Hemoglobin A1c and staying healthy with type 1 diabetes
There are many ways you, your family, and your diabetes doctor and nurses will know if your diabetes is in good control.
- Blood sugar records. The doctors and nurses will:
- Look at your blood sugar records
- Download your blood sugar meter readings when you come to appointments
- Look for trends in your blood sugars and can make suggestions for changes you can make to better control your blood sugars
- Hemoglobin A1c (A1c) results.
- Every 3 to 4 months when you come for appointments you will have a test called A1c.
- The nurse will do a finger stick and get a small drop of blood from your finger. In less than 10 minutes you will get the result.
- The result is the average amount of sugar in your blood stream in the past 3 to 4 months.
- The higher your blood sugar during the past 3 to 4 months, the higher the A1c will be.

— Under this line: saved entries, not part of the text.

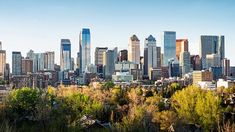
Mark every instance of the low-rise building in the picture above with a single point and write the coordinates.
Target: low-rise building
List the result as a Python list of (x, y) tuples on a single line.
[(225, 84)]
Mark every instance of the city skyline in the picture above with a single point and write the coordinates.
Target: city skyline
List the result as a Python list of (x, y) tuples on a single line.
[(41, 25)]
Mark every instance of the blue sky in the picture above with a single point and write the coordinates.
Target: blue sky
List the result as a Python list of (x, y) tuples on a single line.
[(40, 24)]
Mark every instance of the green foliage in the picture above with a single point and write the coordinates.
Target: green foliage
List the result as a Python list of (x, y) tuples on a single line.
[(165, 119), (197, 106), (208, 109), (22, 102), (107, 85), (2, 82)]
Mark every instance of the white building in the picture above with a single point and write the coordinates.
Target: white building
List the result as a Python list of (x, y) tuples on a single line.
[(185, 62), (225, 84), (122, 77), (134, 50), (213, 60)]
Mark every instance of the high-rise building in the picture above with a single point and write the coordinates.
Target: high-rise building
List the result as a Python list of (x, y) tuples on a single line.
[(213, 60), (85, 49), (27, 66), (181, 46), (65, 54), (78, 60), (195, 62), (123, 55), (99, 55), (72, 64), (185, 62), (7, 72), (200, 76), (49, 60), (134, 49), (31, 55), (159, 57), (174, 68), (16, 63), (108, 62), (39, 59), (169, 42), (2, 61), (150, 55), (211, 45), (226, 67)]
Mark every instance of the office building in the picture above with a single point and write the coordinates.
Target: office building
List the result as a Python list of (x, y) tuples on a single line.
[(211, 45), (150, 55), (99, 55), (185, 62), (201, 76), (181, 46), (213, 60), (65, 54), (27, 66), (216, 72), (226, 67), (169, 42), (85, 49), (2, 61), (159, 57), (108, 63), (123, 55), (174, 68), (49, 60), (195, 62), (134, 49), (7, 72), (16, 63)]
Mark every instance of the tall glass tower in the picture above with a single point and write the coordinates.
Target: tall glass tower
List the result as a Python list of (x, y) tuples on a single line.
[(85, 49), (65, 54), (169, 41)]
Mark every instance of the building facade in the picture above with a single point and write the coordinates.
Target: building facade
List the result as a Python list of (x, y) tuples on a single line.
[(181, 46), (211, 45), (49, 60), (150, 55), (134, 49), (16, 63), (169, 42), (99, 55), (65, 54), (85, 49)]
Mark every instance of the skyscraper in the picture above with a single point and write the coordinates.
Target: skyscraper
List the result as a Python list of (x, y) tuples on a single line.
[(159, 57), (108, 62), (211, 45), (169, 42), (185, 62), (123, 55), (84, 47), (181, 46), (226, 67), (99, 55), (16, 63), (2, 61), (27, 66), (150, 55), (65, 54), (134, 49), (213, 60), (49, 60)]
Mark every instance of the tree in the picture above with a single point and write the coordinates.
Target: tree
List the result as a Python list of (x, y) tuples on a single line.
[(165, 119), (208, 109), (184, 102), (197, 106), (22, 102)]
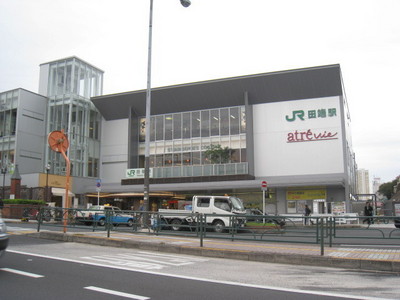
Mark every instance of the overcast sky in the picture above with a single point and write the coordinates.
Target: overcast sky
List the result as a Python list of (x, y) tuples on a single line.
[(222, 38)]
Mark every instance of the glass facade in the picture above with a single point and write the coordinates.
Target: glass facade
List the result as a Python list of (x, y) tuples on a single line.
[(8, 123), (71, 83), (181, 139)]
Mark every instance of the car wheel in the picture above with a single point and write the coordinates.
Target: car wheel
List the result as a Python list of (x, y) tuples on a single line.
[(219, 226), (176, 225), (397, 223), (130, 223)]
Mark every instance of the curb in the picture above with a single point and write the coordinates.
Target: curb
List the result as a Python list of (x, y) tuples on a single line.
[(281, 258)]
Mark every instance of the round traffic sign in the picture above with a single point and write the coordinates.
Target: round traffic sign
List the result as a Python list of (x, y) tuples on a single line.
[(263, 184)]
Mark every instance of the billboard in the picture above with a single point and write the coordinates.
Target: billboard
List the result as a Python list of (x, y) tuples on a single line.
[(302, 137)]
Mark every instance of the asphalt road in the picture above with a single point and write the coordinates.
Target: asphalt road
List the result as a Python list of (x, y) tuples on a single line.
[(55, 270)]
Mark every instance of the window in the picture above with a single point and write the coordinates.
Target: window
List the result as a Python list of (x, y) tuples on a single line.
[(224, 121), (168, 127), (205, 123), (186, 126), (222, 204), (177, 126), (203, 202), (195, 124), (214, 120)]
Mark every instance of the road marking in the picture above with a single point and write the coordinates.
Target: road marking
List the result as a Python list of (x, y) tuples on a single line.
[(116, 293), (233, 283), (145, 260), (21, 273)]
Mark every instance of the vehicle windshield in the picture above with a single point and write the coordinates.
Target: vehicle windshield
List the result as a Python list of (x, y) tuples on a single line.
[(237, 204)]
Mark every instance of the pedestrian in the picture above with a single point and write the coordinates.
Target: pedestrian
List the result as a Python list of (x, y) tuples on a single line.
[(307, 213), (368, 212)]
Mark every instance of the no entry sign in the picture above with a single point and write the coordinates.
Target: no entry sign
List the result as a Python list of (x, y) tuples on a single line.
[(264, 185)]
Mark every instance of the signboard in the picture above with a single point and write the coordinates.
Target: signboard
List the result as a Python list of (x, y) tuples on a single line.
[(264, 186), (305, 194), (138, 173), (306, 136)]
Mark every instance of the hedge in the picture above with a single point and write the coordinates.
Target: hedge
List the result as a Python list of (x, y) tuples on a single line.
[(24, 201)]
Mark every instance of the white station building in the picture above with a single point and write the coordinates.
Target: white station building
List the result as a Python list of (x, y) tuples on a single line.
[(225, 136), (289, 128)]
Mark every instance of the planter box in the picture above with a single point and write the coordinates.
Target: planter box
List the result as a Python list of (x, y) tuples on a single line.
[(17, 211)]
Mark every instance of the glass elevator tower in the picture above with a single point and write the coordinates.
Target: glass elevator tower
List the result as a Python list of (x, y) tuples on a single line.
[(69, 83)]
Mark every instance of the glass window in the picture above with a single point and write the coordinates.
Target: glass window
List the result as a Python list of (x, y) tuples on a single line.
[(214, 120), (159, 128), (186, 158), (195, 124), (234, 120), (186, 125), (203, 202), (177, 159), (152, 128), (177, 126), (224, 121), (168, 160), (205, 123), (196, 158), (242, 120), (168, 127)]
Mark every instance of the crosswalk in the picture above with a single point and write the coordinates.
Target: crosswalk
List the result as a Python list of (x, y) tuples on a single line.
[(144, 260), (19, 230)]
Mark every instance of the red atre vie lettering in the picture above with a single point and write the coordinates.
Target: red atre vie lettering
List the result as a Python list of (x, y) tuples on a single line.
[(310, 136)]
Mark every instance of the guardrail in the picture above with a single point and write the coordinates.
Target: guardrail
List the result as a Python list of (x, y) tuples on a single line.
[(319, 230)]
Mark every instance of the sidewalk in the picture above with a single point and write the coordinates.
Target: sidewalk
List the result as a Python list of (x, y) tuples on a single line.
[(359, 258)]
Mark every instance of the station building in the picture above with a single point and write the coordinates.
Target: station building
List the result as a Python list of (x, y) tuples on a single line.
[(225, 136), (289, 128)]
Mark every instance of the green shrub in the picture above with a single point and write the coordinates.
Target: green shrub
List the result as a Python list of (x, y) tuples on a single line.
[(24, 201)]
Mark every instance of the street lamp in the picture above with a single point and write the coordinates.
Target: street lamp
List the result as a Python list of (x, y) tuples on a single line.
[(4, 172), (47, 182), (146, 189)]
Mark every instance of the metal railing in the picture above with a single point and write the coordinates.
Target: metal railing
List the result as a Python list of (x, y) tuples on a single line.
[(201, 170), (322, 230)]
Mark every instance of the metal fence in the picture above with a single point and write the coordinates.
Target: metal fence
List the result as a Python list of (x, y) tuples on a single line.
[(324, 231)]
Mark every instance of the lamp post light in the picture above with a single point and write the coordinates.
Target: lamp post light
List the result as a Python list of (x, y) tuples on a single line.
[(4, 172), (46, 195), (146, 189)]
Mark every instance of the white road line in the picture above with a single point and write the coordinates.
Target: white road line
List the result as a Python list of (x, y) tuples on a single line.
[(22, 273), (331, 294), (116, 293)]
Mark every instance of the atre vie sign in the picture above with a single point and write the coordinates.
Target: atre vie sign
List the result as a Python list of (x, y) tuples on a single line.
[(138, 173)]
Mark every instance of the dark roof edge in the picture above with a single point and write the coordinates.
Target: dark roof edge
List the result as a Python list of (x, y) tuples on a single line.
[(219, 80)]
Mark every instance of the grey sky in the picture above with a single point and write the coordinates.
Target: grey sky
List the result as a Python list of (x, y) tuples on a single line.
[(222, 38)]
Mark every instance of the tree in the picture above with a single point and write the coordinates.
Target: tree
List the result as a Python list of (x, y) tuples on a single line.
[(218, 155), (387, 188)]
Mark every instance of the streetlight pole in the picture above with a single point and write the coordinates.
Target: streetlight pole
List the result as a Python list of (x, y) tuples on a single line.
[(47, 183), (146, 188), (4, 172)]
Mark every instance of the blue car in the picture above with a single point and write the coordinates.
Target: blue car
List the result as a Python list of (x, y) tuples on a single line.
[(3, 237), (97, 214)]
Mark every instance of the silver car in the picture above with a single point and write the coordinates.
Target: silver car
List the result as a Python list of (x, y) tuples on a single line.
[(3, 237)]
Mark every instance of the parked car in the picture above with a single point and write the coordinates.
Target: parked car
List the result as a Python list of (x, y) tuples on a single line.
[(97, 214), (3, 237), (258, 217)]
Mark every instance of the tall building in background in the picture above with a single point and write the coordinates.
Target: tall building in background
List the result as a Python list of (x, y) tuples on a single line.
[(376, 182), (69, 83), (363, 182)]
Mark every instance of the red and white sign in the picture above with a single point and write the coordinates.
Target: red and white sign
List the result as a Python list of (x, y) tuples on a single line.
[(264, 185)]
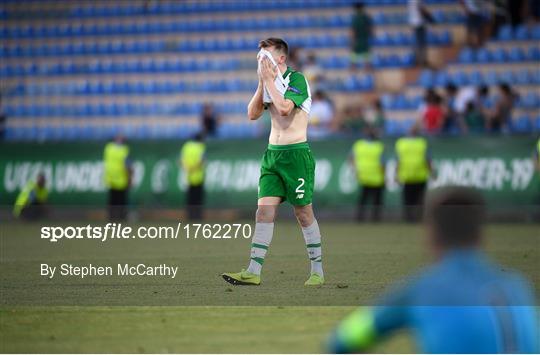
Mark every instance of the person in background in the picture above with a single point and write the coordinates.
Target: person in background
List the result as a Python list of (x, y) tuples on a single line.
[(475, 22), (432, 113), (464, 303), (451, 118), (536, 162), (361, 33), (3, 119), (473, 118), (209, 120), (369, 162), (351, 120), (296, 58), (533, 10), (322, 115), (117, 173), (31, 201), (192, 162), (419, 16), (500, 117), (376, 117), (413, 171)]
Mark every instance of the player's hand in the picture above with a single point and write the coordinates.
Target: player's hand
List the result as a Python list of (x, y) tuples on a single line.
[(268, 72)]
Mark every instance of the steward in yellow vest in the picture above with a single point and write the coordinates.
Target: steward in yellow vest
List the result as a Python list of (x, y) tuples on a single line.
[(192, 162), (31, 200), (368, 159), (117, 176), (413, 172)]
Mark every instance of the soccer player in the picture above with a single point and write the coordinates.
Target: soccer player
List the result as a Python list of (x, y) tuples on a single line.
[(464, 303), (287, 167)]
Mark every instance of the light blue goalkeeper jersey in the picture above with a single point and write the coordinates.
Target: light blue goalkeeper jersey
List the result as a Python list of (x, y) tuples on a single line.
[(463, 304)]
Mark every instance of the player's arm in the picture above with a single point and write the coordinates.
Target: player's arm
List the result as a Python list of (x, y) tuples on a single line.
[(256, 105), (268, 75)]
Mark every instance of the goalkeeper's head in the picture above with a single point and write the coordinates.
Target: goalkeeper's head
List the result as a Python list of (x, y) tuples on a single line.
[(454, 217), (278, 47)]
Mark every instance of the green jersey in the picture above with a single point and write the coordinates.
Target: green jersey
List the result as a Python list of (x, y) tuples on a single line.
[(298, 89)]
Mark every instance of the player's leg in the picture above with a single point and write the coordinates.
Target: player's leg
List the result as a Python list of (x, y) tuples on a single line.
[(271, 194), (298, 173), (260, 243), (264, 229), (312, 237), (362, 202), (377, 203)]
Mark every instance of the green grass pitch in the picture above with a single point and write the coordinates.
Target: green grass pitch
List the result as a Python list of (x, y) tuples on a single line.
[(198, 311)]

- Kids under age 18 should try to have an A1c of 7.5 percent or lower. This is the same as an average blood sugar of 185.
|A1c(%)||Average blood sugar (MG/DL)|
Keeping your A1c as close to normal as possible, throughout your life, will help your organs stay healthy. This lowers your chance of getting long-term health problems.
It is important for you to:
- Get your A1c checked at each diabetes visit every 3 to 4 months.
- Keep track of your blood sugars and make changes to your insulin doses when needed.
- Eat healthy and count carbohydrate each time you eat or drink so you can match your insulin dose to the carbohydrate.
- Be active every day to help balance your blood sugar and lower your chance of heart disease.
- Get your blood pressure checked at each diabetes visit every 3 to 4 months.
- Get your urine checked for a protein called microalbumin. This will be done 5 years after you find out you have diabetes and then each year after that.
- Get your blood checked for cholesterol and other fats in your blood within the first year after you find out you have diabetes and every 5 years after that, as long as it is normal.
- See an eye doctor (optometrist or ophthalmologist) at the age of 10 or after you have had diabetes for 3 to 5 years. Then see them 1 time a year after that.
Be sure to see your diabetes doctor or nurses every 3 to 4 months. They specialize in taking care of children and adolescents with diabetes.